Derek is not brought along to the counselling sting but has plenty to worry about regardless. He realises he is being followed while jogging and chases the stalking back to her hotel. Derek is shocked to realise that he knows the woman that was following him. Jessie is a resistance fighter who claims to have abandoned the war but to Derek she was more than that, an ex-lover. He owes her his life, he talks to her about the night she stopped him from killing himself.

She tries to persuade him to spend his time with her, to live out their last few days together but he doesn’t want to abandon saving the world. Exactly what Jessie’s intentions are is currently unclear but we do know that she lying to Derek about her reasons for being in the past. As much as they are trying to sit on the fence with Jessie’s intentions it is fairly clear from the off that she shouldn’t be trusted. She is clearly established using femme fatale tropes so we as the audience know that she will cause trouble for Derek. The implication being that she was sent back by the machines. It will be interesting to see how long Derek keeps her existence a secret from the rest of the Connors.

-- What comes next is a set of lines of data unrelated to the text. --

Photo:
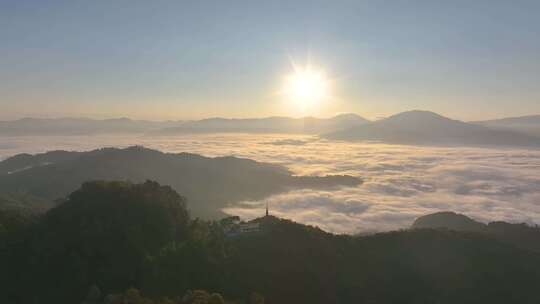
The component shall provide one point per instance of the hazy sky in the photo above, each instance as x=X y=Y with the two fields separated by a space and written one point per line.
x=193 y=59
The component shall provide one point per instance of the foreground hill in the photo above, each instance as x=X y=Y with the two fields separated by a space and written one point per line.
x=519 y=235
x=306 y=125
x=422 y=127
x=208 y=183
x=526 y=124
x=118 y=235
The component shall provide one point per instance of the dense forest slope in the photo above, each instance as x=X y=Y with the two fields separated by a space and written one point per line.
x=519 y=235
x=208 y=183
x=118 y=235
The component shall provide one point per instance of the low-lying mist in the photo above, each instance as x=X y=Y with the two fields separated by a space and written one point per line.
x=400 y=182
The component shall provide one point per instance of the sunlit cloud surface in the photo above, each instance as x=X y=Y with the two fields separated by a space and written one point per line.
x=400 y=182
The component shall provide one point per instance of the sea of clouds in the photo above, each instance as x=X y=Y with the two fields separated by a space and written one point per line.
x=400 y=182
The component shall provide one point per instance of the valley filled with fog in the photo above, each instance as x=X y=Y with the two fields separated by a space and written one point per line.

So ‘The Tower is Tall But the Fall is Short’ brings something more unusual to the Terminator franchise. This episode deals with the psychological battles being fought in this universe. It covers both the emotional cold war happening at the Connor household and Catherine Weaver’s numerous attempts to understand human emotion.

This episode could have easily been very thoughtless but much like an earlier episode, ‘Vick’s Chip’, it deals with the concept of mental illness with a very deft touch. The themes are explored with intelligence and care. It helps that unlike some previous episodes ‘The Tower is Tall But the Fall is Short’ seems to exist in a version of reality close to ours, Dr Sherman even diagnoses Cameron with Asperger’s Syndrome.

It takes real skill to deal with sensitive topics well, such as teen suicide, and for the most part this episode passes with flying colours. Despite a generally subtle approach, a few of the themes are somewhat heavy handed in execution. One example being when Cameron starts quoting from a suicide prevention flyer, but heavy handed execution is better than being flippant with these concepts. Any episode that manages to make you feel sympathy for a machine struggling to connect with the daughter of one of their first murder victims is a show doing something right. The tower may be tall but there is currently no suggestion that ‘Terminator: TSCC’ will be falling anytime soon.